The Ming Report by Keith Hays

HAVE I GOT A DEAL FOR YOU!

May 6, 2003 - Make no mistake about it, America is in the throes of class warfare and it is more far reaching than just the Bush Administration’s push to shift the primary burden of income taxation to the working class by cutting the highest marginal tax rate and making dividend income tax free. There is a Bill pushed by the House Republicans which will permit American corporations to cut their funding of employee’s pensions. The premise upon which the Bill rests is that Blue Collar workers die younger than do white collar workers.
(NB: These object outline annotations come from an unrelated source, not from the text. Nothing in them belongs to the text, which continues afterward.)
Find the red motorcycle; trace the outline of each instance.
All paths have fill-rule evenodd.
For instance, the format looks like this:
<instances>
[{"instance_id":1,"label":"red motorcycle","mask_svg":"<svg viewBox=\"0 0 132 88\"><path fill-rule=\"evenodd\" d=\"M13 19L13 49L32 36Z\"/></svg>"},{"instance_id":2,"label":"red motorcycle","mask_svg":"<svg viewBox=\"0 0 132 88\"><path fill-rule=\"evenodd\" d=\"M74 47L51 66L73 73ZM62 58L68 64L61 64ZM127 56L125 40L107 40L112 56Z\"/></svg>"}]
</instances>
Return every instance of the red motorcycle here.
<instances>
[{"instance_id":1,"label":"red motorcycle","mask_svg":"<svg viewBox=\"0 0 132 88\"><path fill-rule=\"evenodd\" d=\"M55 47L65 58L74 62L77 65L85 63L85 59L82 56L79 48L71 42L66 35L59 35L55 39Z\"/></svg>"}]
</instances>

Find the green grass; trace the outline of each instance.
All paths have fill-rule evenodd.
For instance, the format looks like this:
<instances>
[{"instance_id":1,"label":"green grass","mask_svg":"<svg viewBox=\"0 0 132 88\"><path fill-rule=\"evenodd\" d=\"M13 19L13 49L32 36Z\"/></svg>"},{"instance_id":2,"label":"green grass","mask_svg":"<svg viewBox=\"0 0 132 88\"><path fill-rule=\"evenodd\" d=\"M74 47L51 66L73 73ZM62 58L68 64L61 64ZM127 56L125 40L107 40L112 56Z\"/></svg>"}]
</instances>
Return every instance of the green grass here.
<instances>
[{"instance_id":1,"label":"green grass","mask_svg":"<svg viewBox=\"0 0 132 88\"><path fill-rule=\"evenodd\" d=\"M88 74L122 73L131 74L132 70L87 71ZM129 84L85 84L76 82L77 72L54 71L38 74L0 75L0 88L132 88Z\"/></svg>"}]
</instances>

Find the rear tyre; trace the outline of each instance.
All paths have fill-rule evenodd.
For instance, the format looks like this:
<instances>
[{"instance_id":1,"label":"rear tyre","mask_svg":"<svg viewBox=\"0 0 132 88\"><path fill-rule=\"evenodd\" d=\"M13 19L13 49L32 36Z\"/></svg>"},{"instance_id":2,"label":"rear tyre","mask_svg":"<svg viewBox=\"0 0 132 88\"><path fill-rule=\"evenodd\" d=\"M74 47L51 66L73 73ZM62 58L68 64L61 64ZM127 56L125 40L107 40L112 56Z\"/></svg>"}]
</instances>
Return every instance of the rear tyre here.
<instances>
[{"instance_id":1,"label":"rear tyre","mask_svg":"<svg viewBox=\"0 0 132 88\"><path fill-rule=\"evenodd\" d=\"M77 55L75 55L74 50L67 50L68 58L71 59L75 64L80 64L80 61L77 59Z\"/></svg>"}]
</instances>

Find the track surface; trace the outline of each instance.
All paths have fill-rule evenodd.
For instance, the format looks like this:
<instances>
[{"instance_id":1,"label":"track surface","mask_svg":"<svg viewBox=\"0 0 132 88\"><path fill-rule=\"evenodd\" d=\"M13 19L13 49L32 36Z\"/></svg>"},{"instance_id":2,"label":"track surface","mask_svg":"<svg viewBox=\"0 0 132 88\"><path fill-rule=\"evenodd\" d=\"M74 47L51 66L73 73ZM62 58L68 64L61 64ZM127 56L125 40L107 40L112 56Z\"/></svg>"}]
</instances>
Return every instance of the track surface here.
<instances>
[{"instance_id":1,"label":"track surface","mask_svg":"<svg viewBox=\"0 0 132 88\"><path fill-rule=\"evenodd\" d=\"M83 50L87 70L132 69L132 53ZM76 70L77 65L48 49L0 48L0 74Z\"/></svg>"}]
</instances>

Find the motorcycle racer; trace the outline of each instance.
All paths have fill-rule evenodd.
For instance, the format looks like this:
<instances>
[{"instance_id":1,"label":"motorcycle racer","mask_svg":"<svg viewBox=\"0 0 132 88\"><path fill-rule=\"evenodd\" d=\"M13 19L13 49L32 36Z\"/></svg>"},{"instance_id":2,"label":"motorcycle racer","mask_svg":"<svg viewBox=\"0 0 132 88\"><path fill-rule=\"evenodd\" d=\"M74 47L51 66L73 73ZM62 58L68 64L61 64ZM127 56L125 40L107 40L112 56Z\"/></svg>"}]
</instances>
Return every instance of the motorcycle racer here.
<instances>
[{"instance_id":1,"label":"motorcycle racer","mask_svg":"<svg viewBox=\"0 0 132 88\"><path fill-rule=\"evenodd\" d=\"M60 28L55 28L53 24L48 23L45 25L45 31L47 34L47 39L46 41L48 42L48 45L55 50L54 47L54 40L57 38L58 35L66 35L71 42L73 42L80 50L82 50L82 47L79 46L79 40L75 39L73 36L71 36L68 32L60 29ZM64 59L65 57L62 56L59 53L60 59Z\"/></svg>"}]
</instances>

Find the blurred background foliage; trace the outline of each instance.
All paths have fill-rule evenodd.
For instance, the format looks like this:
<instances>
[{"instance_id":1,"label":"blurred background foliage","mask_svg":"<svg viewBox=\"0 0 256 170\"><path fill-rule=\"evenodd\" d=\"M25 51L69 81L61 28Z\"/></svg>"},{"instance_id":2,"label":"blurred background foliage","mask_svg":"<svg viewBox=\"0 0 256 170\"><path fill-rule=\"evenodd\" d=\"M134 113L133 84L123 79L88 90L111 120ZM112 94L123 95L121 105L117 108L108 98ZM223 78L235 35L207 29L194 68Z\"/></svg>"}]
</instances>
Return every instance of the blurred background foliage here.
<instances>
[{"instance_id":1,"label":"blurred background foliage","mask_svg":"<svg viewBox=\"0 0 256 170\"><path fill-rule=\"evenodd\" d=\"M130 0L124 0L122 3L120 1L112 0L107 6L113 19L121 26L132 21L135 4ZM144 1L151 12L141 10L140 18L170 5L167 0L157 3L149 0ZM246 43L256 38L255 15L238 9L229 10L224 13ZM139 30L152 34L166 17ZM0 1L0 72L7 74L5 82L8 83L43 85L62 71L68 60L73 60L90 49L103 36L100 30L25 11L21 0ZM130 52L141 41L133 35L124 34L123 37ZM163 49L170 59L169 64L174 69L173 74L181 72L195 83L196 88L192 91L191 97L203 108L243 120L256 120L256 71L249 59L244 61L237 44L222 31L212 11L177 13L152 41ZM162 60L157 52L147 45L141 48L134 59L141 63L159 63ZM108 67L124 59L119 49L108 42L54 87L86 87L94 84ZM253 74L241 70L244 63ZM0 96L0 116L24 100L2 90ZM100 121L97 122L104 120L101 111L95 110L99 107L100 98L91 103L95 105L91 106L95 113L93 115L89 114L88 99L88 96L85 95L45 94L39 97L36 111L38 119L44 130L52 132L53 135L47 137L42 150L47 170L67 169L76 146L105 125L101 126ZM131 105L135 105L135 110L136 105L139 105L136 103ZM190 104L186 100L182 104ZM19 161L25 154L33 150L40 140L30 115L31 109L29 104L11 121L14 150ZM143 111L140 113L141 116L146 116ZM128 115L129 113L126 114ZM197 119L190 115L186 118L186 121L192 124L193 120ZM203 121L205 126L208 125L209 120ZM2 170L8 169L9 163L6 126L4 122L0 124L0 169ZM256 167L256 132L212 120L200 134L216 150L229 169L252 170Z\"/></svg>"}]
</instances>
On the surface the logic behind the Bill seems sound.

At present corporations are required to fund pension plans at a level based upon sound actuarial consideration of the overall life expectancy of Americans. The Bill would permit companies to consider the life expectancy of Blue Collar workers separately from that of white collar workers. The present system lumps the two together in determining the actuarial average upon which the funding requirement is based. Since the study upon which the proposal is based found that Blue Collar workers died sooner than White Collar workers the result of applying the different standards will be to cut back funding requirements for hourly and union employee’s pension while increasing the current level of funding for salaried managerial and executive employees. Except the bill does not do that. Instead it assumes that all of the company’s pension obligation will be to blue collar workers.

The problem is that the figures on which the proposal is based are not accurate, at least not according to Edwin C. Hustead, chairman of the actuarial panel that produced the new mortality tables. He says that the figures that his panel produced are misapplied and that the blue – white collar distinction is not accurate. Indeed, he says, the more significant factor in life expectancy is income. The panel found a direct correlation between income level and life expectancy but decided not to report it. It was a political and not an actuarial decision according the chairman.

It is a politically shocking proposition to quantify actuarially the proposition that rich folks have better access to health care than poorer folks and that they tend to live longer. Who knows, that scientific proof of the proposition might be used to support calls for making quality health care available and affordable for most, if not all, Americans. The actuarial panel decided to leave the lid on that can of worms and suppress their findings.

The UAW was induced to support the bill on the promise that the corporate savings will be passed on to the workers in the form of higher wages. I wonder if the UAW executive committee is investigating the purchase of the Brooklyn Bridge. That sure isn’t any better deal than the one they have bought onto.

There is class warfare in America alright, but the targets of the assault don’t inhabit the board rooms and the casualties will be found spread out on the factory floor.